The moment he set foot on the littered cobbles movement snapped him around. Some sort of vagrant stirred beneath a dirty blanket and rose, coughing. As the figure straightened it wavered into the familiar elderly shape of Wu. The mage peered up at the gable then lowered his head and clasped his hands before his stomach. ‘I’m sorry,’ he murmured. ‘She was an innocent.’
‘Yes.’ Dorin nodded. ‘Yes, she was.’ He drew a long shuddering breath and released it feeling as if he were releasing everything with it – his every wish, every foolish grandiose ambition, and every childish dream. All his plans for any future. ‘It was my fault.’
‘Do not blame yourself.’
‘If I had moved against Pung as you wished this would not have happened.’
‘We cannot be certain.’
Now he frowned, vaguely irritated. ‘Why are you here?’
‘I am worried about what you’re going to do.’
‘You know exactly what I am going to do.’
‘Ah, yes, well. Exactly my worry . . .’
‘I thought you wanted Pung dead.’
‘Of course. But not you. Please, Dorin, let’s not be hasty . . .’
He thought of her slim frame – so tiny and frail – and shook his head. Blinding. A terrible, awful, cruel maiming. How could anyone do such a thing to an innocent soul? ‘Things have changed.’
Dorin died in that loft
.
‘Ah, I see. As you say. But let us take a moment to consider—’
‘No. No more planning or considering. Look what my delaying has cost. I am finished with it. I’m going now.’ He faced the Dal Hon mage directly. ‘Are you with me or not?’
‘Of course I am with you, as always. But please, for the love of the gods – wait for nightfall at the least, I beg of you.’
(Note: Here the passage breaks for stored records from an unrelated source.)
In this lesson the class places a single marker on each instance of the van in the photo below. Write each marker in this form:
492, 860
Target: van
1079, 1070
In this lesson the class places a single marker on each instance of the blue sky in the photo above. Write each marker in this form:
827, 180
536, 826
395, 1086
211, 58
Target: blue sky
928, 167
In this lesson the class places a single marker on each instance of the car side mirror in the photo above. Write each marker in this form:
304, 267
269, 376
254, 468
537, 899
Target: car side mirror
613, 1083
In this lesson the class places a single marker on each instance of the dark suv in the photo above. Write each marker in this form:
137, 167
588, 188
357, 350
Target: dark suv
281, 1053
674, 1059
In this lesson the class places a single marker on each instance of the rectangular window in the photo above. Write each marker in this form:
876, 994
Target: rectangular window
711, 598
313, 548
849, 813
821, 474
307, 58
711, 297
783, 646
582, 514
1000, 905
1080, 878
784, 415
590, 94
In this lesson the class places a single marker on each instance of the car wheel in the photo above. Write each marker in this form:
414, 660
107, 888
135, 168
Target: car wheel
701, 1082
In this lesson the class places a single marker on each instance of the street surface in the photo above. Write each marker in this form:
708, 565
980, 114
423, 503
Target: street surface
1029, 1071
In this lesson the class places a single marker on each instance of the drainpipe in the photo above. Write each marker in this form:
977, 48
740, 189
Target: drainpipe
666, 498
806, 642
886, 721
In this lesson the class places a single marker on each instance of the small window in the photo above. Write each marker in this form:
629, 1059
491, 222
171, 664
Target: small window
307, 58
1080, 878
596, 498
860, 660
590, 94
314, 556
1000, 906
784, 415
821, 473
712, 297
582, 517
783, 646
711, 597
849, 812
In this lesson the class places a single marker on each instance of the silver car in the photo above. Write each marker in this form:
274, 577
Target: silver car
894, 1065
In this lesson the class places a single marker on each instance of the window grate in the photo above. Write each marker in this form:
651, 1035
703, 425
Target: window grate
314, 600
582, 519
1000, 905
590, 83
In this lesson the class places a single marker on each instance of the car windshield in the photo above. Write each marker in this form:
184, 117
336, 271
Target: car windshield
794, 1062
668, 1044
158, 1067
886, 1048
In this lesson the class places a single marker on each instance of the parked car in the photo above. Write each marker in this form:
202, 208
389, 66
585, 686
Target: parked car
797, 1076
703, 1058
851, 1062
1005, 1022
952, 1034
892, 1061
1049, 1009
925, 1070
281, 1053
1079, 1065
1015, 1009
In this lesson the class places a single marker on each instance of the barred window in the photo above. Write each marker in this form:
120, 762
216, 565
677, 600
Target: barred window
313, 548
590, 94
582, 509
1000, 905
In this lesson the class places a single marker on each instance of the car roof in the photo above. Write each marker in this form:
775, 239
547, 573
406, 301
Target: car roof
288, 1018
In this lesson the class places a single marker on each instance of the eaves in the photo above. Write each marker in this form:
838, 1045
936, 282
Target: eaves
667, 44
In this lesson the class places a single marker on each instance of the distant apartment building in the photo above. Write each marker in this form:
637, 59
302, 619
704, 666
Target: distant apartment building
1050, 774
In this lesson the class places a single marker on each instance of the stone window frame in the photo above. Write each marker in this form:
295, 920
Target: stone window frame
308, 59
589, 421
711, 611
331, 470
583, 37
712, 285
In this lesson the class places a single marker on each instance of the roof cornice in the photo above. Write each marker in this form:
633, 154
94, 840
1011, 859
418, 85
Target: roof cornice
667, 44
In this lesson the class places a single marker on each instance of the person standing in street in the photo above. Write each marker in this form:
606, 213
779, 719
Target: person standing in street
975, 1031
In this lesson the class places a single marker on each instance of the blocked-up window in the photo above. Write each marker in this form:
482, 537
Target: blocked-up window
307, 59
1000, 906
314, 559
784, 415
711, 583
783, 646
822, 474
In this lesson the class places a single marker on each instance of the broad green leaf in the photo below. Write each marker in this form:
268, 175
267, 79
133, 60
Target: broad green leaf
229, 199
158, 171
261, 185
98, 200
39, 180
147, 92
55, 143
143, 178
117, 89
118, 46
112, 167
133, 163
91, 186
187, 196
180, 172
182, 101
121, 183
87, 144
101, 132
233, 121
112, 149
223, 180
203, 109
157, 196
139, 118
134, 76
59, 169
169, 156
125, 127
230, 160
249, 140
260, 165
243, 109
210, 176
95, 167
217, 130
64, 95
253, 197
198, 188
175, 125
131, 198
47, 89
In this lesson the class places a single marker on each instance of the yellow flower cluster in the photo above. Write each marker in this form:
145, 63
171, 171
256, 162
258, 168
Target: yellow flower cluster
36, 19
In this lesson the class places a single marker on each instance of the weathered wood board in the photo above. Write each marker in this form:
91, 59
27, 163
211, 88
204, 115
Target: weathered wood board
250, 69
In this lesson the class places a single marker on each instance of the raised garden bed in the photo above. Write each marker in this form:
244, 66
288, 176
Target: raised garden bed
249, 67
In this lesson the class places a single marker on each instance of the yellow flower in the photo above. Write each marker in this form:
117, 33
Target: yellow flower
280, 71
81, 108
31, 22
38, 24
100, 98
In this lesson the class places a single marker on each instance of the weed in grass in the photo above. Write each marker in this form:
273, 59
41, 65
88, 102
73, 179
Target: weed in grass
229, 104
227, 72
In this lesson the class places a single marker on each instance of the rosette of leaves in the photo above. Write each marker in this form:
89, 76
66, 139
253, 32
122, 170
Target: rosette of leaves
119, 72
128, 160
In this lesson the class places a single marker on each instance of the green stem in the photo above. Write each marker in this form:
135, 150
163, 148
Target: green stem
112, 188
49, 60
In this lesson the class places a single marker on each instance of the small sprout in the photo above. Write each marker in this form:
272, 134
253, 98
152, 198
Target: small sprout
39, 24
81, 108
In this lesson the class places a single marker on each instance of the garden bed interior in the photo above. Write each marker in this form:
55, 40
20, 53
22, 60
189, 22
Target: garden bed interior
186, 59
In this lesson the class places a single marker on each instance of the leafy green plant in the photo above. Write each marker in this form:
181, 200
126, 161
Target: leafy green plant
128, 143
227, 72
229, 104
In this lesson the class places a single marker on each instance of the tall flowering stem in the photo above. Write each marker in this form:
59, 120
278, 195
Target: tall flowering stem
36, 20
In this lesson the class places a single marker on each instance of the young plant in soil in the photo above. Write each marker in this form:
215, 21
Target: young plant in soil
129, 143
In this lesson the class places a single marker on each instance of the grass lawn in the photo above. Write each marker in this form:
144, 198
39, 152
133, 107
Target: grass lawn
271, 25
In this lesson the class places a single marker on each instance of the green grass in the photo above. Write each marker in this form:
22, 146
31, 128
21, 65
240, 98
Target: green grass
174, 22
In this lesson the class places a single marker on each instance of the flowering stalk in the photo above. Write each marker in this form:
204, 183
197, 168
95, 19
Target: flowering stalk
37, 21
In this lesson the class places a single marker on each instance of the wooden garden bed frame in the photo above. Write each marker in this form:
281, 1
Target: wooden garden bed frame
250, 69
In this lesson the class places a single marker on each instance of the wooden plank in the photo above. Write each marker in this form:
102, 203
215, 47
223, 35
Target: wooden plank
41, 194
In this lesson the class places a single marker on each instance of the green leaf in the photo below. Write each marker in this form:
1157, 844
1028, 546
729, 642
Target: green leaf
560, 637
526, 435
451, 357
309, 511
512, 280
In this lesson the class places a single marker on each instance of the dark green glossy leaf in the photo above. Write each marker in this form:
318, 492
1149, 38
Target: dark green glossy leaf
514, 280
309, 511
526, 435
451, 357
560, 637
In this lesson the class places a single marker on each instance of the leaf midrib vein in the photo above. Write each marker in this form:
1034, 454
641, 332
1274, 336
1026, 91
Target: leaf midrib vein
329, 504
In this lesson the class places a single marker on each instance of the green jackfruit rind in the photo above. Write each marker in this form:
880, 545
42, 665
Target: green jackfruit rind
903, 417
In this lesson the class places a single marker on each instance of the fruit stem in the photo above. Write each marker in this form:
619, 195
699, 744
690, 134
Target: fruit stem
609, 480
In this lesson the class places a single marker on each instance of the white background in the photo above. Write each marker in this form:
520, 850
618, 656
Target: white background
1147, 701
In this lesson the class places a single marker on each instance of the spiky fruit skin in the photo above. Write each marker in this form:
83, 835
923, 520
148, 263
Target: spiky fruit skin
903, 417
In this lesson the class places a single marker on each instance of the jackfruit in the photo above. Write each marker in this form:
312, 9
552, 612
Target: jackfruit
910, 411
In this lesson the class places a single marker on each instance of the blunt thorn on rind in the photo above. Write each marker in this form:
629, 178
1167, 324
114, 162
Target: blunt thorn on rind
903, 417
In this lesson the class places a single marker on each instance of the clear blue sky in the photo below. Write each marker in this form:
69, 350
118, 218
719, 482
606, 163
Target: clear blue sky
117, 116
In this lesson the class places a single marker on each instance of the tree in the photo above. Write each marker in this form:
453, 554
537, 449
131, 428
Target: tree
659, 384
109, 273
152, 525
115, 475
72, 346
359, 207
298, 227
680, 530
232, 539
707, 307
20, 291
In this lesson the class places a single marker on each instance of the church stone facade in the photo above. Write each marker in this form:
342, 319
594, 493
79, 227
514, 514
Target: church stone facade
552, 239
Dorin brushed past to the alley mouth. ‘Dusk, then,’ he allowed, grudgingly. Something among the litter caught his eye and he picked it up. A bird’s leg and clawed foot, torn or severed from its owner. Blood still limned the black curved talons. He studied the grisly object for a time then slipped it down his shirt.
‘Let us prepare,’ said Wu, and his short walking stick appeared in his hand.
In the loft above, Ullara felt about the floor before her, patting the messed straw, feeling her way to the gable window. Reaching the wall, she pulled herself erect and felt at the window ledge. She raised her face to the warm morning breeze. ‘Come,’ she whispered to the breeze.